"Oggi a Roma si ricomincia. Nel periodo festivo, Renzi ha mandato a quel paese un viceministro che si e’ dimesso; si e’ incaponito di brutto a segare l’albero su cui e’ seduto Enrico Letta con la triplice proposta di riforma della legge elettorale; in pratica sta rottamando i suoi. Il premier brinda allo spread, ma nelle case degli italiani si e’ festeggiato molto meno che negli anni passati.
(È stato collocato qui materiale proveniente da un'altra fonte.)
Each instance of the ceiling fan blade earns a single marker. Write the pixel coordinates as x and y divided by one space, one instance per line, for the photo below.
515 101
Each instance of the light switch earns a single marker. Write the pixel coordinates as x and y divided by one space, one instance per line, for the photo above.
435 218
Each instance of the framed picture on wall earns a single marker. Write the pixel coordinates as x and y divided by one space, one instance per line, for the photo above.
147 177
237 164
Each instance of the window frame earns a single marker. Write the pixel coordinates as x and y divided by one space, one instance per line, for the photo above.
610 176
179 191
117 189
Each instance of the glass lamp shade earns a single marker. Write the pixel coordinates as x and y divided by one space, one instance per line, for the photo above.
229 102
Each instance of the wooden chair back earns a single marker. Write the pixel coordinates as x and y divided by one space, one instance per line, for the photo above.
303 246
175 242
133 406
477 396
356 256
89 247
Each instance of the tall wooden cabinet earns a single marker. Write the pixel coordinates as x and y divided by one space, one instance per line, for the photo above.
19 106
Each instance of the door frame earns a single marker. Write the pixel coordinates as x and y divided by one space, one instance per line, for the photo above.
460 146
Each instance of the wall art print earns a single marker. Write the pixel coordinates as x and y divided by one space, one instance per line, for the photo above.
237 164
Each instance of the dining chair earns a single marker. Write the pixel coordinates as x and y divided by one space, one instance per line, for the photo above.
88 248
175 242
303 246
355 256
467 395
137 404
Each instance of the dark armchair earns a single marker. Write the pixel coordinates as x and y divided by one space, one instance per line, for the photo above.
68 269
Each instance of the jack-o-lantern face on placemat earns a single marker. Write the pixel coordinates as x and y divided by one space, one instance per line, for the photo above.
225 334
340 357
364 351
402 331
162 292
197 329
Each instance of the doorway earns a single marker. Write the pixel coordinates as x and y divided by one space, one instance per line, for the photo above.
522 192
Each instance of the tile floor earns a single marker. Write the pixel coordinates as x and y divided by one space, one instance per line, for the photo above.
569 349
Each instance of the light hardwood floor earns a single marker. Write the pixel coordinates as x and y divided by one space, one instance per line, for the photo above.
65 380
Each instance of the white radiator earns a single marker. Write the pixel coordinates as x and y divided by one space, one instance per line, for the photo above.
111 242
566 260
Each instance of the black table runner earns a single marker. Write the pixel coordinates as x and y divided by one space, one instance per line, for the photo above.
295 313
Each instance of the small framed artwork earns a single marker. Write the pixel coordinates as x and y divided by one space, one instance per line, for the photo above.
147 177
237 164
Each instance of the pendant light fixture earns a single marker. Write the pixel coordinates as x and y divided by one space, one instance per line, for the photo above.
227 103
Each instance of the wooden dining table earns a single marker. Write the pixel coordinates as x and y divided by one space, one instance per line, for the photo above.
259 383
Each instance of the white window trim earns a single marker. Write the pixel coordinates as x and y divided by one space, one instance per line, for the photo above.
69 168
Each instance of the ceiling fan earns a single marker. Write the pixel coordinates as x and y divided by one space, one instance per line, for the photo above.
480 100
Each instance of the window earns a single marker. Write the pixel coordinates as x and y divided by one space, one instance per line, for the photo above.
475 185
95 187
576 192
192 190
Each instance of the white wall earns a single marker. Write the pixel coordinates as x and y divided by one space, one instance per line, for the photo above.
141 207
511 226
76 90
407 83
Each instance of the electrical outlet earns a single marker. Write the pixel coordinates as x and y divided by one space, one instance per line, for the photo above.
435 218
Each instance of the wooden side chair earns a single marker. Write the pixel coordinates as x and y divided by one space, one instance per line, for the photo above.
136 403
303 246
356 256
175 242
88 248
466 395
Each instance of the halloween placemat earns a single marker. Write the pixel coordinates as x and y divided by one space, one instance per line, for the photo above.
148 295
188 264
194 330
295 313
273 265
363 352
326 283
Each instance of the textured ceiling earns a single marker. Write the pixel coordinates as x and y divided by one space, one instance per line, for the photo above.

Solo lui pare felice, con quel suo sorriso ebete, guastato solo dal sabotaggio persistente del neo-segretario del Pd". Lo dice il leader de la Destra, Francesco Storace, in un intervento pubblicato sul sito web del suo partito.
"Quest’anno o il prossimo, mettila come ti pare – aggiunge -, alle elezioni politiche ci si andrà E questa parte del campo – quella definita come centrodestra – appare spaventosamente impreparata. Al punto, che molti elettori si sono rifugiati, speriamo solo temporaneamente, sotto casa di Beppe Grillo. Questa politica respinge. Il centrodestra si deve sbrigare. Berlusconi sta dimostrando – e lo dico sinceramente – un’ammirevole volontà di combattimento. L’uomo non si arrende mai. Ma tutti gli altri, noi compresi, sembrano inebetiti".
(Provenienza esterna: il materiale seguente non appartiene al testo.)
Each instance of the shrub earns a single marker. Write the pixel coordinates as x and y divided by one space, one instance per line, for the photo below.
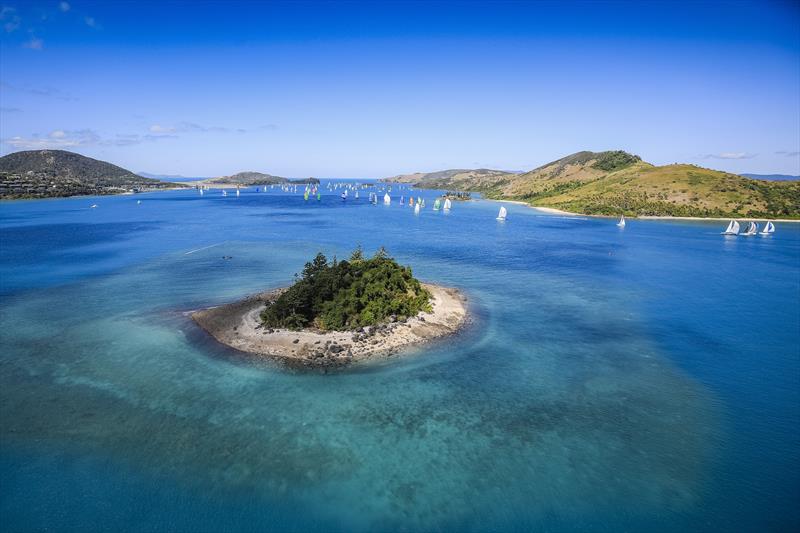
345 295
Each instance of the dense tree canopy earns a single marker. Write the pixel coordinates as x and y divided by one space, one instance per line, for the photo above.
342 295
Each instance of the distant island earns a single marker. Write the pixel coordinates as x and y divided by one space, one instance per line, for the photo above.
338 312
59 173
249 179
616 182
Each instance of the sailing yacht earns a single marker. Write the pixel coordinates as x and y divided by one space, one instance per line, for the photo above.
732 229
752 229
769 229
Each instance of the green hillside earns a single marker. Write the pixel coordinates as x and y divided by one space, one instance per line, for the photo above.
615 182
247 179
58 173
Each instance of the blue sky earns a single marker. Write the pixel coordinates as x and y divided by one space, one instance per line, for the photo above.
375 89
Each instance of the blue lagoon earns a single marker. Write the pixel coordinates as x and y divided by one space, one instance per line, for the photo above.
645 378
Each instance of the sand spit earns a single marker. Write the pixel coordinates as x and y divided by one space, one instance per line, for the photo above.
238 325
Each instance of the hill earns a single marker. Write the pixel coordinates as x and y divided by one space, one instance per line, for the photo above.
247 179
616 182
58 173
452 178
772 177
171 177
349 294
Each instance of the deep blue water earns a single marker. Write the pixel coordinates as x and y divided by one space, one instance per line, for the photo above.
613 380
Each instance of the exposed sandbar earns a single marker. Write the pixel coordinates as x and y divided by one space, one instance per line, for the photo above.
238 325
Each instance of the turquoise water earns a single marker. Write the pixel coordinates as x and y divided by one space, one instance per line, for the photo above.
637 379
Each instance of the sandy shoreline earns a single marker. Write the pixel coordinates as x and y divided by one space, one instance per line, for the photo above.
237 325
554 211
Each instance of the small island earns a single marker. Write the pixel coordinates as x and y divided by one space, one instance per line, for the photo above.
339 312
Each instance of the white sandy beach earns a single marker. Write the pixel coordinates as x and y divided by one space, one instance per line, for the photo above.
238 325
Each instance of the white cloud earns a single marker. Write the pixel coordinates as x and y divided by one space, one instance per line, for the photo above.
61 139
11 21
186 127
34 44
730 155
158 128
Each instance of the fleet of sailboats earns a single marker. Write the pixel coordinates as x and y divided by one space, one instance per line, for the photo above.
751 229
444 203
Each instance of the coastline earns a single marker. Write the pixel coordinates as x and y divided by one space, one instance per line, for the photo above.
554 211
237 325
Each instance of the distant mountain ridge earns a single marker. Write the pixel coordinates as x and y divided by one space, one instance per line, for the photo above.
171 177
616 182
59 173
250 178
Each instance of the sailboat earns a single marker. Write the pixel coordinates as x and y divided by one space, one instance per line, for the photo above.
752 229
732 229
768 229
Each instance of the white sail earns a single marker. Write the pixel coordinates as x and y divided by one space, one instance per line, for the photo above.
732 229
752 229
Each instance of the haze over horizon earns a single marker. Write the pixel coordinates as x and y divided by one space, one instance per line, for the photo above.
364 90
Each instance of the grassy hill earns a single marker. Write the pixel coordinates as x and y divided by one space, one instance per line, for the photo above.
58 173
247 179
616 182
460 179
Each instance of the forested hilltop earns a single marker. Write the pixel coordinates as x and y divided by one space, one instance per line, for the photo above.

Storace aggiunge che "Alfano e’ immobilizzato sulla poltrona ministeriale e pare non riuscire a capire come venire fuori dal casino in cui si e’ ficcato. La Lega, con Salvini, tenta di clonare il comico a Cinque stelle, ma i toni bellicosi non sembrano avere piu’ la credibilita’ perduta. Fratelli d’Italia, dopo la sceneggiata dell’assemblea della fondazione An, sembra essersi afflosciata, senza riuscire a sollevare entusiasmo nella pubblica opinione. Nell’attesa, mi accontenterei che ce lo spiegassero quanti, negli anni scorsi, hanno fatto fortuna e mirabolanti carriere a destra. La Meloni, ad esempio. E’ davvero sicura di avere un’autostrada libera per il suo futuro? E’ certa che in politica si possa dire tutto e il contrario di tutto senza mai essere chiamati prima o poi a pagare dazio?".